The power station in your basement

Cooling your car in the summer burns a lot of extra gas, but heating your car in the winter is essentially free. Why? Because the tiny explosions that push the car are also hot. Just scoop up some of the waste heat and pour it on the driver. Problem solved. The car is a natural CHP cogenerator, where CHP stands for Combined Heat and Power. (Note that winter heating is a big problem for electric cars.)

Cogeneration is such an appealing concept. It’s always surprised me that it doesn’t show up in more places, like your house. If you’re already burning something to heat your house, why not do some work at the same time? But identifying waste is one thing and selling profitable products that reduce waste is something else again. The market for expensive durable house-related products is incredibly conservative, even when new efficiencies are at hand.

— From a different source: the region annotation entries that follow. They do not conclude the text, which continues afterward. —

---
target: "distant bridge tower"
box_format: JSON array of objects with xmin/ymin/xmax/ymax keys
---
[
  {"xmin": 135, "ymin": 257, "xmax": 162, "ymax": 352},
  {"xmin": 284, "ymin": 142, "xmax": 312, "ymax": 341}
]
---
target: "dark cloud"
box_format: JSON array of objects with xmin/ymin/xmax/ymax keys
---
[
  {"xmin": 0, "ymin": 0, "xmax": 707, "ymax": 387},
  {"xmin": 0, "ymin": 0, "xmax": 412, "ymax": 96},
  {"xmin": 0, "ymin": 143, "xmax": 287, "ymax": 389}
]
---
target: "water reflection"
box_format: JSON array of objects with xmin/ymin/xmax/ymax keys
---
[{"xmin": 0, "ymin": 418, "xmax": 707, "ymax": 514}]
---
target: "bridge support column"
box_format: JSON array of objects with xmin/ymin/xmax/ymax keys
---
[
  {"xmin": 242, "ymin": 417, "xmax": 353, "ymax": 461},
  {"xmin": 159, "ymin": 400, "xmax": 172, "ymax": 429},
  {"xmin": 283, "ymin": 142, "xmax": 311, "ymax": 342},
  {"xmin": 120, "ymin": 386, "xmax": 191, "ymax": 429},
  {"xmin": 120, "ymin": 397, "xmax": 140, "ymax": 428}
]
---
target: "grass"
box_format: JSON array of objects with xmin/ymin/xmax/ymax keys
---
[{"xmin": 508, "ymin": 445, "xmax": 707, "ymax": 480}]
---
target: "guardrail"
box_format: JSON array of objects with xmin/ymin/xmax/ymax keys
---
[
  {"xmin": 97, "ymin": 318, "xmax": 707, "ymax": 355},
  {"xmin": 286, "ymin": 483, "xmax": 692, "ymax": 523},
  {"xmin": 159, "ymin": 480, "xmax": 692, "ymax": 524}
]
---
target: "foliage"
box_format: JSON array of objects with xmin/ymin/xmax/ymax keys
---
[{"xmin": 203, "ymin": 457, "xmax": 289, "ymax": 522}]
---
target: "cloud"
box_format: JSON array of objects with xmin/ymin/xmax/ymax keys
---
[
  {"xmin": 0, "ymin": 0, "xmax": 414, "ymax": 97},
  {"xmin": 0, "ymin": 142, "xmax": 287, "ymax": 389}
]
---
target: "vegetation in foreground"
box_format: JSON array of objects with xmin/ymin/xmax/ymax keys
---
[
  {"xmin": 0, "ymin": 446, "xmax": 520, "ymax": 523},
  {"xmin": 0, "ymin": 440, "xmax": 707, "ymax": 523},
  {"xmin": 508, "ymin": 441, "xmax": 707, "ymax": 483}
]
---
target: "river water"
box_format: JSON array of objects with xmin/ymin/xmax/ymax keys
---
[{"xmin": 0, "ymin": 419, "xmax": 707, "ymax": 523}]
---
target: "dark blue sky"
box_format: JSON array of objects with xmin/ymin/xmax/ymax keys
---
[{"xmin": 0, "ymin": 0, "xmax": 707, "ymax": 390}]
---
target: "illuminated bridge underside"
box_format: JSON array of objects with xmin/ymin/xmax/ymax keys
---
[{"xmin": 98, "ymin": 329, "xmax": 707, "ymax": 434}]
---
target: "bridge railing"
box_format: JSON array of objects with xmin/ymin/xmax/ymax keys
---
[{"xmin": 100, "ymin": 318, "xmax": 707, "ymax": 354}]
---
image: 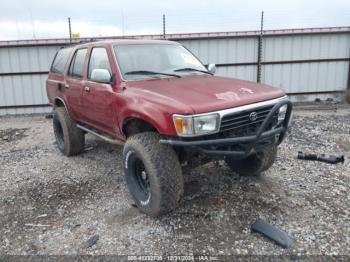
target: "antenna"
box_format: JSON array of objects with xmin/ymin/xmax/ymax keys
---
[
  {"xmin": 163, "ymin": 14, "xmax": 166, "ymax": 39},
  {"xmin": 68, "ymin": 17, "xmax": 72, "ymax": 43},
  {"xmin": 256, "ymin": 11, "xmax": 264, "ymax": 83}
]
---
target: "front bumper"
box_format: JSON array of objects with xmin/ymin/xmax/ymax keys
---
[{"xmin": 160, "ymin": 99, "xmax": 292, "ymax": 159}]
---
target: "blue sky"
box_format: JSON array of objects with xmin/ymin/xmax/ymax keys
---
[{"xmin": 0, "ymin": 0, "xmax": 350, "ymax": 40}]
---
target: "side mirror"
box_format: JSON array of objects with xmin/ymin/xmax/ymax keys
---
[
  {"xmin": 208, "ymin": 64, "xmax": 216, "ymax": 74},
  {"xmin": 91, "ymin": 69, "xmax": 112, "ymax": 84}
]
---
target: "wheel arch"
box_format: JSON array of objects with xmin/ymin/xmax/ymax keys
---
[{"xmin": 121, "ymin": 116, "xmax": 159, "ymax": 137}]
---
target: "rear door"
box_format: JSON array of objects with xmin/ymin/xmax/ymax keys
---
[
  {"xmin": 82, "ymin": 46, "xmax": 117, "ymax": 134},
  {"xmin": 66, "ymin": 48, "xmax": 87, "ymax": 121}
]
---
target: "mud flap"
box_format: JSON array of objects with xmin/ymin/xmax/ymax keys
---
[{"xmin": 251, "ymin": 219, "xmax": 293, "ymax": 248}]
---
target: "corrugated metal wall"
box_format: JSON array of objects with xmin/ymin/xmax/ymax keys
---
[
  {"xmin": 0, "ymin": 27, "xmax": 350, "ymax": 115},
  {"xmin": 0, "ymin": 46, "xmax": 59, "ymax": 115}
]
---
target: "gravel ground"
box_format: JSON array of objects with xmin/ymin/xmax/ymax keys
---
[{"xmin": 0, "ymin": 107, "xmax": 350, "ymax": 256}]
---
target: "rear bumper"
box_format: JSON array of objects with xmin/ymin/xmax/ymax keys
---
[{"xmin": 160, "ymin": 99, "xmax": 292, "ymax": 159}]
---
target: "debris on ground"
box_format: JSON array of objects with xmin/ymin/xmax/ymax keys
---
[
  {"xmin": 0, "ymin": 128, "xmax": 28, "ymax": 142},
  {"xmin": 298, "ymin": 151, "xmax": 344, "ymax": 164},
  {"xmin": 251, "ymin": 219, "xmax": 292, "ymax": 248},
  {"xmin": 83, "ymin": 235, "xmax": 100, "ymax": 248}
]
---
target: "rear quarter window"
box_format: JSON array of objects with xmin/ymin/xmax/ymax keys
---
[{"xmin": 50, "ymin": 48, "xmax": 72, "ymax": 74}]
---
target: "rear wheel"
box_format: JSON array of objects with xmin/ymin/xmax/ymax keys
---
[
  {"xmin": 123, "ymin": 132, "xmax": 184, "ymax": 217},
  {"xmin": 225, "ymin": 146, "xmax": 277, "ymax": 176},
  {"xmin": 53, "ymin": 107, "xmax": 85, "ymax": 156}
]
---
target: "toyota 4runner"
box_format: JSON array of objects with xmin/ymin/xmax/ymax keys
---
[{"xmin": 47, "ymin": 40, "xmax": 292, "ymax": 216}]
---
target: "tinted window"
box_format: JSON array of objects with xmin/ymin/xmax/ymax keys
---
[
  {"xmin": 69, "ymin": 49, "xmax": 86, "ymax": 78},
  {"xmin": 114, "ymin": 44, "xmax": 207, "ymax": 79},
  {"xmin": 51, "ymin": 48, "xmax": 72, "ymax": 73},
  {"xmin": 88, "ymin": 47, "xmax": 112, "ymax": 79}
]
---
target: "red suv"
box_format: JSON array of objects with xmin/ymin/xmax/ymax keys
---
[{"xmin": 47, "ymin": 40, "xmax": 292, "ymax": 216}]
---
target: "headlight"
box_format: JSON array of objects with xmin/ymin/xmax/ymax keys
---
[
  {"xmin": 277, "ymin": 105, "xmax": 288, "ymax": 124},
  {"xmin": 173, "ymin": 114, "xmax": 220, "ymax": 136}
]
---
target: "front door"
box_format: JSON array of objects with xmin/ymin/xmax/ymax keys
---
[{"xmin": 82, "ymin": 47, "xmax": 117, "ymax": 134}]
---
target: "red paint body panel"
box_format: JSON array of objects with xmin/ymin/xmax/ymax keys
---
[{"xmin": 47, "ymin": 40, "xmax": 285, "ymax": 140}]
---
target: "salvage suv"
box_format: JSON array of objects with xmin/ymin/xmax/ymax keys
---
[{"xmin": 47, "ymin": 40, "xmax": 292, "ymax": 216}]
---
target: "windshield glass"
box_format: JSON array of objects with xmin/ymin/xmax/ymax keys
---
[{"xmin": 114, "ymin": 44, "xmax": 208, "ymax": 80}]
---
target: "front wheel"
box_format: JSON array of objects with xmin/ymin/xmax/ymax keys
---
[
  {"xmin": 225, "ymin": 146, "xmax": 277, "ymax": 176},
  {"xmin": 123, "ymin": 132, "xmax": 184, "ymax": 217}
]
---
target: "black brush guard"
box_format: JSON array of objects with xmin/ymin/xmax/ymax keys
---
[{"xmin": 159, "ymin": 100, "xmax": 292, "ymax": 159}]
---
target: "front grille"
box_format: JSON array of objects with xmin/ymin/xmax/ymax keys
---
[{"xmin": 220, "ymin": 105, "xmax": 278, "ymax": 137}]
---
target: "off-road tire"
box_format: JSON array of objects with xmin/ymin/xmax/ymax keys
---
[
  {"xmin": 123, "ymin": 132, "xmax": 184, "ymax": 217},
  {"xmin": 53, "ymin": 107, "xmax": 85, "ymax": 156},
  {"xmin": 225, "ymin": 146, "xmax": 277, "ymax": 176}
]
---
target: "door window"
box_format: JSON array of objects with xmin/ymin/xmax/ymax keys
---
[
  {"xmin": 68, "ymin": 48, "xmax": 87, "ymax": 78},
  {"xmin": 88, "ymin": 47, "xmax": 112, "ymax": 79}
]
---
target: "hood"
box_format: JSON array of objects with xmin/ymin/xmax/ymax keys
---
[{"xmin": 126, "ymin": 75, "xmax": 285, "ymax": 114}]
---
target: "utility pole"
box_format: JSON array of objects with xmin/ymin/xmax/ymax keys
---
[
  {"xmin": 68, "ymin": 17, "xmax": 72, "ymax": 43},
  {"xmin": 256, "ymin": 11, "xmax": 264, "ymax": 83},
  {"xmin": 163, "ymin": 14, "xmax": 165, "ymax": 39}
]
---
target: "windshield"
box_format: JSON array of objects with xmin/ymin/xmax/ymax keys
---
[{"xmin": 114, "ymin": 44, "xmax": 208, "ymax": 80}]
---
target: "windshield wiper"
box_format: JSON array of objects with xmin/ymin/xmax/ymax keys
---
[
  {"xmin": 124, "ymin": 70, "xmax": 181, "ymax": 78},
  {"xmin": 174, "ymin": 67, "xmax": 213, "ymax": 75}
]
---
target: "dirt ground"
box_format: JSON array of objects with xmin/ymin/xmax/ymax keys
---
[{"xmin": 0, "ymin": 107, "xmax": 350, "ymax": 256}]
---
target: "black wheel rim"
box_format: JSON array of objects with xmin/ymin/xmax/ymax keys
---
[
  {"xmin": 128, "ymin": 153, "xmax": 151, "ymax": 206},
  {"xmin": 53, "ymin": 114, "xmax": 64, "ymax": 150}
]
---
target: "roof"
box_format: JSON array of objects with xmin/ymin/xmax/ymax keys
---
[
  {"xmin": 73, "ymin": 39, "xmax": 178, "ymax": 46},
  {"xmin": 0, "ymin": 26, "xmax": 350, "ymax": 47}
]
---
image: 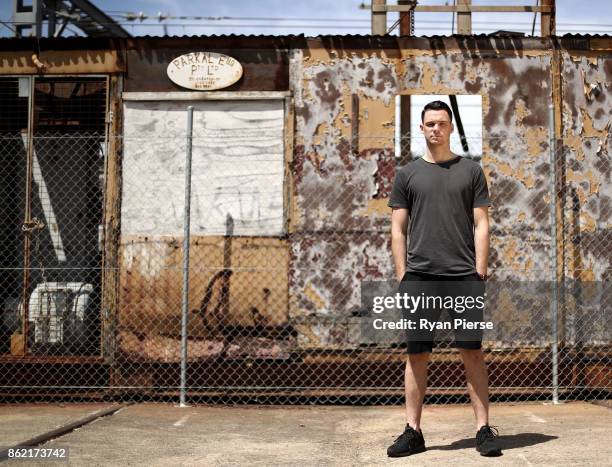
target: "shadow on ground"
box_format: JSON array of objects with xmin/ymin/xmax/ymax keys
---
[{"xmin": 427, "ymin": 433, "xmax": 558, "ymax": 451}]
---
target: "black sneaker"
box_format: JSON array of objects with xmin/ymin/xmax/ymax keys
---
[
  {"xmin": 387, "ymin": 424, "xmax": 425, "ymax": 457},
  {"xmin": 476, "ymin": 425, "xmax": 501, "ymax": 457}
]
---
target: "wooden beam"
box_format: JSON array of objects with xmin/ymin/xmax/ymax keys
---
[
  {"xmin": 397, "ymin": 0, "xmax": 414, "ymax": 36},
  {"xmin": 372, "ymin": 4, "xmax": 551, "ymax": 13},
  {"xmin": 540, "ymin": 0, "xmax": 555, "ymax": 37},
  {"xmin": 372, "ymin": 0, "xmax": 389, "ymax": 36},
  {"xmin": 457, "ymin": 0, "xmax": 472, "ymax": 36}
]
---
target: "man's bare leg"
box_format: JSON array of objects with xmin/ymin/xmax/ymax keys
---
[
  {"xmin": 404, "ymin": 352, "xmax": 429, "ymax": 431},
  {"xmin": 459, "ymin": 349, "xmax": 489, "ymax": 430}
]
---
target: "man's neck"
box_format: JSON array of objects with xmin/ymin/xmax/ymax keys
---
[{"xmin": 423, "ymin": 146, "xmax": 457, "ymax": 164}]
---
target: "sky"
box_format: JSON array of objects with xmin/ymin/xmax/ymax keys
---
[{"xmin": 0, "ymin": 0, "xmax": 612, "ymax": 37}]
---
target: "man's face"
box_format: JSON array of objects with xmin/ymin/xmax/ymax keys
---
[{"xmin": 421, "ymin": 110, "xmax": 454, "ymax": 146}]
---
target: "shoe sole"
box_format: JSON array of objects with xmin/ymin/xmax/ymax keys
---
[
  {"xmin": 478, "ymin": 449, "xmax": 502, "ymax": 457},
  {"xmin": 387, "ymin": 446, "xmax": 427, "ymax": 457}
]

But change is finally in the air. I was happy when, a few years ago, I started hearing about Honda’s Micro CHP unit. It’s a little natural gas-powered motor that sits in your basement and makes heat and electricity. Does it work in the real world? The answer appears to be yes, to judge by local press stories and YouTube videos.

I was especially glad to come across a Jon Udell interview with someone who works for Freewatt. Freewatt installs (and adds value to) the Honda CHP system. The interview helped convince me that the Micro CHP revolution is the real deal. If you live in a cold climate and you need to replace your furnace, please consider buying one of these.